De son côté, Philippe Germain a multiplié les rencontres bilatérales. Celle avec le sous-secrétaire parlementaire pour les affaires étrangères et le développement régional de la Nouvelle-Zélande a permis de faire un point sur la mise en œuvre du plan conjoint de coopération. « Fletcher Tabuteau nous a assurés de la volonté du nouveau gouvernement d’inscrire son action dans le cadre de la feuille de route signée par l’équipe précédente », rapporte François Bockel. Au menu des prochaines discussions entre les deux pays : la question phytosanitaire pour les exportations calédoniennes vers la Nouvelle-Zélande comme les produits agroalimentaires, le projet de la Semaine de la Nouvelle-Calédonie en Nouvelle-Zélande, ou encore la promotion touristique de la destination.

Une prochaine mission en Papouasie-Nouvelle-Guinée

Lors de la rencontre avec le ministre papou du commerce, Wera Miri, la mission de diplomatie économique prévue début juillet à Port-Moresby a été évoquée, tout comme la conclusion d’un MOU (Memorandum of understanding) entre les deux pays, notamment en matière d’éducation et de mine. Le ministre s’est déclaré favorable à une rapide adhésion de la Nouvelle-Calédonie au Groupe Fer de Lance mélanésien. Ainsi qu’à la proposition de Philippe Germain d’appuyer la Papouasie-Nouvelle-Guinée dans l’élaboration d’un code minier, un défi majeur pour un pays qui connaît une expansion économique très forte.

Accord gagnant-gagnant avec Fidji

La bilatérale avec le commissaire au commerce extérieur de Fidji, Zarak Khan, a permis de valider la finalisation, avant fin 2018, d’un accord commercial privilégiant nos exportations communes et incluant une liste de produits qui seraient exemptés de droits de douane. Au-delà du commerce, cet accord concernera aussi des secteurs comme la biosécurité, la formation, le tourisme, la santé et la recherche.

Autre rencontre, riche en opportunités, celle avec le ministre du commerce et de l’industrie de Tonga. Un pays durement frappé par le cyclone Gita, et qui, dans sa recherche de nouveaux partenaires commerciaux, verrait bien la Nouvelle-Calédonie devenir sa porte d’entrée vers le marché européen. En avril, une mission d’entreprises calédoniennes du secteur des énergies renouvelables se rendra à Nuku’alofa.

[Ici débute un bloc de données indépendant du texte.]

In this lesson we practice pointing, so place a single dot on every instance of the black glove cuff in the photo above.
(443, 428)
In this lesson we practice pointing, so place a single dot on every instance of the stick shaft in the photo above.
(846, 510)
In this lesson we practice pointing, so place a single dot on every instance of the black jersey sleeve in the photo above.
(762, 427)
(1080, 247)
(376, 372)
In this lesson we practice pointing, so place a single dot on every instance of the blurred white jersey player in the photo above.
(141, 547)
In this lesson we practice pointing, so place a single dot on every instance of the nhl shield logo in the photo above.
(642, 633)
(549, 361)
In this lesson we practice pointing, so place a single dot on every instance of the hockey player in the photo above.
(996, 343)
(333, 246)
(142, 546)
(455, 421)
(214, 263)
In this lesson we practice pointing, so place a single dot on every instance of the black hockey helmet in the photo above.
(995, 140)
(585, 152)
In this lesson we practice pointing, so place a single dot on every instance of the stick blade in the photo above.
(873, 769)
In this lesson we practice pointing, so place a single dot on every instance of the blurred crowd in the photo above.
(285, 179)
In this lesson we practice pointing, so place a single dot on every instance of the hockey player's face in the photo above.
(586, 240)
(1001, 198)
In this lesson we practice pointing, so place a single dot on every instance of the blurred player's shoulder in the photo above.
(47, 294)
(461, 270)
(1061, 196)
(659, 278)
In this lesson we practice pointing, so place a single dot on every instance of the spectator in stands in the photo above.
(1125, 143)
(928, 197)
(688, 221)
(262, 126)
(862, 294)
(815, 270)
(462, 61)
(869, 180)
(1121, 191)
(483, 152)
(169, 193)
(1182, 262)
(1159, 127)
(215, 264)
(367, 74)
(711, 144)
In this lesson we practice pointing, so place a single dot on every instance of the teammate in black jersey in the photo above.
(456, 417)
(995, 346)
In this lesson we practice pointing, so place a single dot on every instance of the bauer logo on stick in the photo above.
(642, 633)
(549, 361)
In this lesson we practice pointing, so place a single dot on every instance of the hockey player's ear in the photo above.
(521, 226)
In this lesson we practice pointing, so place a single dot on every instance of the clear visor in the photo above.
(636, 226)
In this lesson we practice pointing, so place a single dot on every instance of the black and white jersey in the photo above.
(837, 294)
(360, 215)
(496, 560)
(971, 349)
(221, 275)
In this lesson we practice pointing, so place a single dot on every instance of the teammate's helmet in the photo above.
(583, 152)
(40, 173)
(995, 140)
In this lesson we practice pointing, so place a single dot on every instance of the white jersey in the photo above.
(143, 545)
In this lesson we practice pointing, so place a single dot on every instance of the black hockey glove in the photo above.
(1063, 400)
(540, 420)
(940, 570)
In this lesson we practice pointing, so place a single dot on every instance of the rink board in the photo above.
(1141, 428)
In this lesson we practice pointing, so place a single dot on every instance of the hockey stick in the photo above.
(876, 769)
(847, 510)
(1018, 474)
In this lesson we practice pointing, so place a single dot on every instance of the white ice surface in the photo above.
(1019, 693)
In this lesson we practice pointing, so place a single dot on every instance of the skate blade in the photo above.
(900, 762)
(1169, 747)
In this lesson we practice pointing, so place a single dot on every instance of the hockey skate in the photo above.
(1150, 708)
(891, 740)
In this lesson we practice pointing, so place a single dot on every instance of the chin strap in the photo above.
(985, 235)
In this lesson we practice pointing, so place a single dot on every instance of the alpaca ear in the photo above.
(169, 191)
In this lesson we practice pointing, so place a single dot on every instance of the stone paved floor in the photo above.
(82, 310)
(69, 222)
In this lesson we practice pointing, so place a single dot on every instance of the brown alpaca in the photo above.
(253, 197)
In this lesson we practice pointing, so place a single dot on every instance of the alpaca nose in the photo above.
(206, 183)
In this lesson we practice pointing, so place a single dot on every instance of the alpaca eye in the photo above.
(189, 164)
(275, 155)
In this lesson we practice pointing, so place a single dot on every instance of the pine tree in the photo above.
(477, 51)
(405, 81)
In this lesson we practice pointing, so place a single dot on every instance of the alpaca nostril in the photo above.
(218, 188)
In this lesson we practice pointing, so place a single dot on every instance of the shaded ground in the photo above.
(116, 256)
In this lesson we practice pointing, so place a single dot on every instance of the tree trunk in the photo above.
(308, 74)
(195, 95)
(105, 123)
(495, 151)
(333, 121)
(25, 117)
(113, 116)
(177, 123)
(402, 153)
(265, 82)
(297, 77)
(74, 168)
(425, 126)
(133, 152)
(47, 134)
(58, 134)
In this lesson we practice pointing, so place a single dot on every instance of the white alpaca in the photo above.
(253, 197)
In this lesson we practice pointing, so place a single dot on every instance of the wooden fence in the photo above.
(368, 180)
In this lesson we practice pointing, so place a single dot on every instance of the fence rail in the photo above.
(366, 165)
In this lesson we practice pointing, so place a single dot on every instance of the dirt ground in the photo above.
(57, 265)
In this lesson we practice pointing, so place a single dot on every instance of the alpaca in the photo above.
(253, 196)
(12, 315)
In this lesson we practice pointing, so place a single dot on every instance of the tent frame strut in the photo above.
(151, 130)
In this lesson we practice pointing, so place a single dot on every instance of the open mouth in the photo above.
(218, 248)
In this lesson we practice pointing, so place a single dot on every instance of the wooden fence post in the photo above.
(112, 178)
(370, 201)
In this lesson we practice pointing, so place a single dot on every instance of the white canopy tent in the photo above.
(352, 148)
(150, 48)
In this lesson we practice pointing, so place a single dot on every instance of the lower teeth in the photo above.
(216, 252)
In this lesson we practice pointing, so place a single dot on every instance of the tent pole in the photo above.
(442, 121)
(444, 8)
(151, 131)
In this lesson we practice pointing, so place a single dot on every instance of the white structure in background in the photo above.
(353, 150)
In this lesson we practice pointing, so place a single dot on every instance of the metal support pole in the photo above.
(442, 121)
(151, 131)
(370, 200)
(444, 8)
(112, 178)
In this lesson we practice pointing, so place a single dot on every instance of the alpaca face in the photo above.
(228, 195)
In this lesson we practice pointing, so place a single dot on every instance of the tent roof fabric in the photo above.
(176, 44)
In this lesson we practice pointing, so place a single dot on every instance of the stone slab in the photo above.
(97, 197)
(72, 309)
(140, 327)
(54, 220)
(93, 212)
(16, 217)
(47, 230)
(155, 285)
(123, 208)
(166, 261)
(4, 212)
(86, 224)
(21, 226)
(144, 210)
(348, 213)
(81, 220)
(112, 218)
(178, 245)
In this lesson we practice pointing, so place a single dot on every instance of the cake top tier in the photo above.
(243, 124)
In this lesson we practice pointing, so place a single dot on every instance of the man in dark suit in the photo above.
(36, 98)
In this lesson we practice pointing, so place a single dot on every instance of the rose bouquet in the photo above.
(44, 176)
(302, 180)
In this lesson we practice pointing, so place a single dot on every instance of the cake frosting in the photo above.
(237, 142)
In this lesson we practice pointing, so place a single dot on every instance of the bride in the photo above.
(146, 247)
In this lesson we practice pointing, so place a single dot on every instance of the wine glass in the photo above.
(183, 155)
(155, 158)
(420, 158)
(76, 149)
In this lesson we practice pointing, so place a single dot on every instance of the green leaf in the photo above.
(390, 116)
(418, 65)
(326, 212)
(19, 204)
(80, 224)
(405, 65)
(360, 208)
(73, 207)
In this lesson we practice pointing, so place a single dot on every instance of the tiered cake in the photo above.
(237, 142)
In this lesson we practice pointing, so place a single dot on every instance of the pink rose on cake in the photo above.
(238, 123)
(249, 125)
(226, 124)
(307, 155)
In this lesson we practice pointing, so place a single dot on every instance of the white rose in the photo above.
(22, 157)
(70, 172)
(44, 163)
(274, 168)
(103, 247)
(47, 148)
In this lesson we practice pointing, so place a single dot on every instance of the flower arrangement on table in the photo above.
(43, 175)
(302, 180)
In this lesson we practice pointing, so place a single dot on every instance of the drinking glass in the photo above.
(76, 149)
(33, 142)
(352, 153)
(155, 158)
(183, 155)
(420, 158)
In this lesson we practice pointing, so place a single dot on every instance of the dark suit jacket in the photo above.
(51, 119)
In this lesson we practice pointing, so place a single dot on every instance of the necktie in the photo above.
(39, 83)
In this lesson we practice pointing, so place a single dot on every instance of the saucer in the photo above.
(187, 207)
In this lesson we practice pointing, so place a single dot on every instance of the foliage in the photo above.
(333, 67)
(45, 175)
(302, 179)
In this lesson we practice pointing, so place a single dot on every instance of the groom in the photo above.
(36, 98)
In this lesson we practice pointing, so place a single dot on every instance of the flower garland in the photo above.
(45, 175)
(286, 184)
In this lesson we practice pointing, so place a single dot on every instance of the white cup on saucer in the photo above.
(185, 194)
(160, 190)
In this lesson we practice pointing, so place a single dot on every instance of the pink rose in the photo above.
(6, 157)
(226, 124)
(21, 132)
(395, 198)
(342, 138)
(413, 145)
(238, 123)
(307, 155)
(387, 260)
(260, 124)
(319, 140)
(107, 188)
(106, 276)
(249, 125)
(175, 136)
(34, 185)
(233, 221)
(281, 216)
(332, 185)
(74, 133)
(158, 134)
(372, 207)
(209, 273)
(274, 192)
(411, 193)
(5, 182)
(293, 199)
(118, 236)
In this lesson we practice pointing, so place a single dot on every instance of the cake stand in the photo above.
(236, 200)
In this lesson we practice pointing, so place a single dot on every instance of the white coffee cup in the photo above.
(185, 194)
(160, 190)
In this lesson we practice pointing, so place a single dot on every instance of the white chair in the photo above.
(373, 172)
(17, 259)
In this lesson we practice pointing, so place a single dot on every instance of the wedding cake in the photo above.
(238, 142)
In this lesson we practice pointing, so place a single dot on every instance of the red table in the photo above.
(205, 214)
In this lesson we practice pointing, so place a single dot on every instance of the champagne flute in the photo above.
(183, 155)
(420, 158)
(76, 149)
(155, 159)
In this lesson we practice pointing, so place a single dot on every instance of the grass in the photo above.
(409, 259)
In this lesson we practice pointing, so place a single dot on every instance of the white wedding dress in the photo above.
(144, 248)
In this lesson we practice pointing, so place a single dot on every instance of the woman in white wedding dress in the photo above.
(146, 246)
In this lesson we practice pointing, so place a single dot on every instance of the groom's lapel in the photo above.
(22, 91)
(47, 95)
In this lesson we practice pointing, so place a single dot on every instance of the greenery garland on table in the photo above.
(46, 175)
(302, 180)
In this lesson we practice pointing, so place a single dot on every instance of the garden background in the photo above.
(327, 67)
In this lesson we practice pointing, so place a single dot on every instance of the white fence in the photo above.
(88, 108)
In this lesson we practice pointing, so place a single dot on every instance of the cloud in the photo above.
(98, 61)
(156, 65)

Des accords privilégiés avec la Polynésie française

Le président du gouvernement de la Nouvelle-Calédonie s’est aussi entretenu avec le directeur général de la CCI de Samoa, Tevita Tu'i Uata, lequel s’est montré très intéressé par une coopération en matière de pêche et de connectivité du transport maritime. Après avoir rencontré en tête à tête Edouard Fritch, son homologue polynésien, il a également co-animé une table ronde particulièrement fructueuse entre délégations polynésienne et calédonienne. Celle-ci a débouché sur la proposition de mise en œuvre d’un comité de suivi bilatéral Polynésie française-Nouvelle-Calédonie, dans l’objectif d’aboutir (avant le prochain forum UE-PTOM à Papeete en février 2019) à la conclusion d’un accord entre les deux pays. Il permettrait  aux gouvernements, mais aussi aux acteurs économiques réunis dans des structures comme les grappes d’entreprises ou les CCI, d’échanger de manière fluidifiée.

* Australie, Fidji, Îles Cook, Îles Marshall, Île de Pâques, Îles Salomon, Niue, Nouvelle-Zélande, Nouvelle-Calédonie, Papouasie-Nouvelle-Guinée, Samoa, Tokelau, Tonga, Tuvalu, Vanuatu, Wallis-et-Futuna.

Conférences plénières et débats thématiques ont rythmé les Pacific Business Days.
Conférences plénières et débats thématiques ont rythmé les Pacific Business Days.
Une stratégie affirmée

Tout au long des différentes bilatérales, Philippe Germain a présenté la stratégie régionale de la Nouvelle-Calédonie, assise sur trois piliers : « le renforcement de notre positionnement au sein des organisations régionales et internationales ; la poursuite de la coopération bilatérale à travers la consolidation de nos liens avec les pays de la zone et la conclusion d’accords de coopération » sur le modèle de ceux signés avec le Vanuatu et la Nouvelle-Zélande ; et enfin « le soutien du gouvernement au rayonnement de nos entreprises à l’export », qui se traduit par l’aide à la structuration, ou des mesures comme les crédits d’impôt ou la simplification administrative.